The Attempt at a Solution
I know one point is (0,0).
When I tried it I got sqrt(x)= 2 and sqrt(x)= 1 but the point (1,1) doesn't fit later parts of the question. I'm also aware that since a sqrt can have positive and negative values then (4, -2) can also equal zero.
Set both X' and Y' to 0 and solve the resulting equations simultaneously.NiallBucks said:Am I missing something obvious?
Critical points, also known as equilibrium points, are specific points in a phase plane that represent stable or unstable behavior of a system. At these points, the rate of change of the system is zero, meaning the system is at rest.
To find critical points, you need to set the differential equations of the system to zero and solve for the variables. This will give you the coordinates of the critical points in the phase plane.

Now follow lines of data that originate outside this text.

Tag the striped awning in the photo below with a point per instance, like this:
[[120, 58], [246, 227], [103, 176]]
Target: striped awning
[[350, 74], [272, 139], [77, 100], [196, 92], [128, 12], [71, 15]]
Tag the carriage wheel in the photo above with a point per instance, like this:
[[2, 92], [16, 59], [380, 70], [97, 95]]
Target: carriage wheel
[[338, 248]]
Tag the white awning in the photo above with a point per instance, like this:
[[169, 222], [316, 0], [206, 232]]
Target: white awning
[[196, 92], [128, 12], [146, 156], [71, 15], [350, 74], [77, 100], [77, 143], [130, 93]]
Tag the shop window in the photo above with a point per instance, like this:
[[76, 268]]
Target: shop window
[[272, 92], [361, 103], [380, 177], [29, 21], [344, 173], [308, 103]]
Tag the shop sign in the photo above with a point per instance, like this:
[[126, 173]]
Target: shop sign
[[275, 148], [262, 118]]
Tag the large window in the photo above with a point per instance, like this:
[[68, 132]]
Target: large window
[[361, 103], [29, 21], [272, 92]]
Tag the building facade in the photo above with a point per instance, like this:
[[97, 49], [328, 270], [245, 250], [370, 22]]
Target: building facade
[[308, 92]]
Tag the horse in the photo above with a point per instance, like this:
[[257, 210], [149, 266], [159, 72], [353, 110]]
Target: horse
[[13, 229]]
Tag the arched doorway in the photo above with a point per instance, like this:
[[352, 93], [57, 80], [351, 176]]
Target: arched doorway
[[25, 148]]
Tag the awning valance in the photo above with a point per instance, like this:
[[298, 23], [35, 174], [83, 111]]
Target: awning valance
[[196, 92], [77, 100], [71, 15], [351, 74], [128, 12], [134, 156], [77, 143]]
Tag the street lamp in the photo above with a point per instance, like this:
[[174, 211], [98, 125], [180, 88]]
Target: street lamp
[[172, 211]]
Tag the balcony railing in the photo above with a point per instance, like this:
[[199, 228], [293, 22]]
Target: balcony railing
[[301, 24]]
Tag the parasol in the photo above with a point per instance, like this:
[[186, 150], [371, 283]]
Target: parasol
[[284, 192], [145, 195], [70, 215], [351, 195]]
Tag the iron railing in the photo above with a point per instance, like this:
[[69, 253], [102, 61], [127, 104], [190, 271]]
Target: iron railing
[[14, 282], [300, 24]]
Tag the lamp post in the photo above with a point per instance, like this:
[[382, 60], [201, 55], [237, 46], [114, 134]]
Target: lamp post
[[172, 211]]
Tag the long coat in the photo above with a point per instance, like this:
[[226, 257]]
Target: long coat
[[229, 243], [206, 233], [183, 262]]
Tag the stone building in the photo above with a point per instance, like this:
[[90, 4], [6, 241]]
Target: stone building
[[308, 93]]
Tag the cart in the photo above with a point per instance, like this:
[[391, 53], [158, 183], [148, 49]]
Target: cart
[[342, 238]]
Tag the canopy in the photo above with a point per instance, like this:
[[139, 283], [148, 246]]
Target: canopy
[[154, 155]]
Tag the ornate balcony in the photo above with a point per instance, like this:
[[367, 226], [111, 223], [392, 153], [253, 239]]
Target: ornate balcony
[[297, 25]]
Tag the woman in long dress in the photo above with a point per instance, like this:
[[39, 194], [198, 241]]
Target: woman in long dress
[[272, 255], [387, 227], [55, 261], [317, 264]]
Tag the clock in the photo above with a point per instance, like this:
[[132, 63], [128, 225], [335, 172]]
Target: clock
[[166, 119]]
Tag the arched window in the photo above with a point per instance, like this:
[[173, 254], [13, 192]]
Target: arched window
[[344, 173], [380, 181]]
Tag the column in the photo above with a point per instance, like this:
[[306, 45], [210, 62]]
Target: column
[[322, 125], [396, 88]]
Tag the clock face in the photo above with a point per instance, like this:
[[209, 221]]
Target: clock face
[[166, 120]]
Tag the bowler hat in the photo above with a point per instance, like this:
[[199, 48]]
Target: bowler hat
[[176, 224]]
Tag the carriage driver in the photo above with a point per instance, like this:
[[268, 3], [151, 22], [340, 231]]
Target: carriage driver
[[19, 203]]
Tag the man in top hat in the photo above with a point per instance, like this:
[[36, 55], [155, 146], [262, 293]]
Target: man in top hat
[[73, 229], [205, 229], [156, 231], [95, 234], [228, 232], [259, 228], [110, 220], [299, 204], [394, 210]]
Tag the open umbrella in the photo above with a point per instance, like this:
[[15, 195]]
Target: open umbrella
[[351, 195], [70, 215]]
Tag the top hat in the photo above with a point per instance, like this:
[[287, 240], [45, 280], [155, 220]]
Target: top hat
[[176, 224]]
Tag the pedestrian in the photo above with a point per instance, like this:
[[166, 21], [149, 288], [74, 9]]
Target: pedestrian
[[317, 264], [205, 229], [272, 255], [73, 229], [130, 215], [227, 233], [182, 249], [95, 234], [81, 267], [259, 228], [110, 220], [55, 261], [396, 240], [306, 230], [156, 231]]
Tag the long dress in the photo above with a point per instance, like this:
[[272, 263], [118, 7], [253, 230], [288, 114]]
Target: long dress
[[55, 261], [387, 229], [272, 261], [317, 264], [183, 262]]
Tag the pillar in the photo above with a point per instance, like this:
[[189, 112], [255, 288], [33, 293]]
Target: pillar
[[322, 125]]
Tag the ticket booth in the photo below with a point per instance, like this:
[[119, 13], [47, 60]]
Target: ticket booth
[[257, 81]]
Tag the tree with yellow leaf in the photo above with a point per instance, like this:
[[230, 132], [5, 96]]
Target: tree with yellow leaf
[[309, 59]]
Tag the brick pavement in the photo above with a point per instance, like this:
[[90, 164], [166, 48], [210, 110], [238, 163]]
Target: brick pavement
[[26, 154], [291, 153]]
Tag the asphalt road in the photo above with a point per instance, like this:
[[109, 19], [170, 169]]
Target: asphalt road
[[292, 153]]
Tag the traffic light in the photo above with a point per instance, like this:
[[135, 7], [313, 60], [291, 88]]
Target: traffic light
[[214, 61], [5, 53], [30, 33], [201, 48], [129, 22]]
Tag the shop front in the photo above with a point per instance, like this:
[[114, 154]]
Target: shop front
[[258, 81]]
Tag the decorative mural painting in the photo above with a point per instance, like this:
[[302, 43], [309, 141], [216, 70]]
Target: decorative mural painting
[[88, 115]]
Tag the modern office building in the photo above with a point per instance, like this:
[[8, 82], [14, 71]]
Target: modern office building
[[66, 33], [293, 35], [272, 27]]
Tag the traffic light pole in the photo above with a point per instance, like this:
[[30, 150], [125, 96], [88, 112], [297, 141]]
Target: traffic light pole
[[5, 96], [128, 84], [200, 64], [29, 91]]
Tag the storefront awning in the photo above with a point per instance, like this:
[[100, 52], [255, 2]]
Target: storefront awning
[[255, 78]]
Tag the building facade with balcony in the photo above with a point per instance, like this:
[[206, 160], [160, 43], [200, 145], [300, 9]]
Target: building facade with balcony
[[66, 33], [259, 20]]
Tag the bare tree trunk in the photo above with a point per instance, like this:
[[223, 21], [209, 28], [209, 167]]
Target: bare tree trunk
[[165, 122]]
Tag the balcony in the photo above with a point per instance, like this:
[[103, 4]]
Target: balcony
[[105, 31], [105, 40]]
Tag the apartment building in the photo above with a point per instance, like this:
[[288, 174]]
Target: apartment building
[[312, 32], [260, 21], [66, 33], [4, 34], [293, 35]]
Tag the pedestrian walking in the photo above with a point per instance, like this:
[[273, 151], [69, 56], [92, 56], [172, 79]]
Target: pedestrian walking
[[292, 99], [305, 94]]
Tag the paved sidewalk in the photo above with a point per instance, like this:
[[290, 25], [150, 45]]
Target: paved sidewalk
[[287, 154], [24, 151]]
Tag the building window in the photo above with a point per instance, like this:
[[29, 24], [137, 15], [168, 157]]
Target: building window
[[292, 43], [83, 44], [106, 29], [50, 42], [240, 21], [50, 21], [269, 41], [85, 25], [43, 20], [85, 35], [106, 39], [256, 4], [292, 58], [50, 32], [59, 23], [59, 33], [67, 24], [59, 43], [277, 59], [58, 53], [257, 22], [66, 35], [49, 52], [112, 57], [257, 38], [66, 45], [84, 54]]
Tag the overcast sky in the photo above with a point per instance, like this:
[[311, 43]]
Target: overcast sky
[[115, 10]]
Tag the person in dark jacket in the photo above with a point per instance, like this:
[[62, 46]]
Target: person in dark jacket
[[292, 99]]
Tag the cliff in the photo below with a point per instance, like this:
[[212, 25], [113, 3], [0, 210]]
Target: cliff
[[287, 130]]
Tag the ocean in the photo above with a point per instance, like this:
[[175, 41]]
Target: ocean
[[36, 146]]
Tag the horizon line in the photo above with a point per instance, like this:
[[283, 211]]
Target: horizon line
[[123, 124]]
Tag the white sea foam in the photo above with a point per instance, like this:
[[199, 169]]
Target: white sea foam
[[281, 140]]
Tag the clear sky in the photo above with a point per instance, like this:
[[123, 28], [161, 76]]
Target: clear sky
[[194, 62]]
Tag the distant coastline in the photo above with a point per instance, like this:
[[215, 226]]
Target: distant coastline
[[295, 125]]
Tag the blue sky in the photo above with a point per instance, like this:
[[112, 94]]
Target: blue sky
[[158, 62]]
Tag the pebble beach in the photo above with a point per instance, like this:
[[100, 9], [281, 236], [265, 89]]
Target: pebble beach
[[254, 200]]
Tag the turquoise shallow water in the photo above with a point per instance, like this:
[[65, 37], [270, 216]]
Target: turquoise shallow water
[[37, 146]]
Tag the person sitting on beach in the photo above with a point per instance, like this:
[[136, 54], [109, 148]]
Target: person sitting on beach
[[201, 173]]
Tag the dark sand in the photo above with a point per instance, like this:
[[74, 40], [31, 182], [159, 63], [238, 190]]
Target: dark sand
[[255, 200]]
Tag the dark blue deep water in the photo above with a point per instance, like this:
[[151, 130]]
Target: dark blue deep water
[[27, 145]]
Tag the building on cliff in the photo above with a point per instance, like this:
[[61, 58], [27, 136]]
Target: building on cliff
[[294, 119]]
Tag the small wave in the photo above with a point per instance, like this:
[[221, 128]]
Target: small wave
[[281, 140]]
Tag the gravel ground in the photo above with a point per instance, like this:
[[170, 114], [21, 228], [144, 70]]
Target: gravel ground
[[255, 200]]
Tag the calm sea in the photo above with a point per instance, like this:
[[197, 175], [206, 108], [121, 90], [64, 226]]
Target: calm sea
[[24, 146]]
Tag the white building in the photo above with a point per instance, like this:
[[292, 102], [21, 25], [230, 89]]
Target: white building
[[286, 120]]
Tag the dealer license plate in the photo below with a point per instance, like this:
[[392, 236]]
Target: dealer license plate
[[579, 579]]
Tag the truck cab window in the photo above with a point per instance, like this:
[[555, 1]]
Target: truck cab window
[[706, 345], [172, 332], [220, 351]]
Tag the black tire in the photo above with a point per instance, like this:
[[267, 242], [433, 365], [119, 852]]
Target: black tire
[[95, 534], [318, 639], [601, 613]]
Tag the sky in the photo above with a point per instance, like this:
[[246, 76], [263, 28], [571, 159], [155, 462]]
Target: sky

Critical points are important in phase planes because they represent the stable and unstable behavior of a system. They can also give insights into the long-term behavior of a system.
No, a critical point can only be either stable or unstable. In some cases, a critical point can be both stable and unstable depending on the direction of the trajectories around it, but this is not common.
The stability of a critical point can be determined by analyzing the behavior of the trajectories around it. If the trajectories move towards the critical point, it is stable. If the trajectories move away from the critical point, it is unstable. The direction of the trajectories can be determined by plotting a few solutions to the differential equations in the phase plane.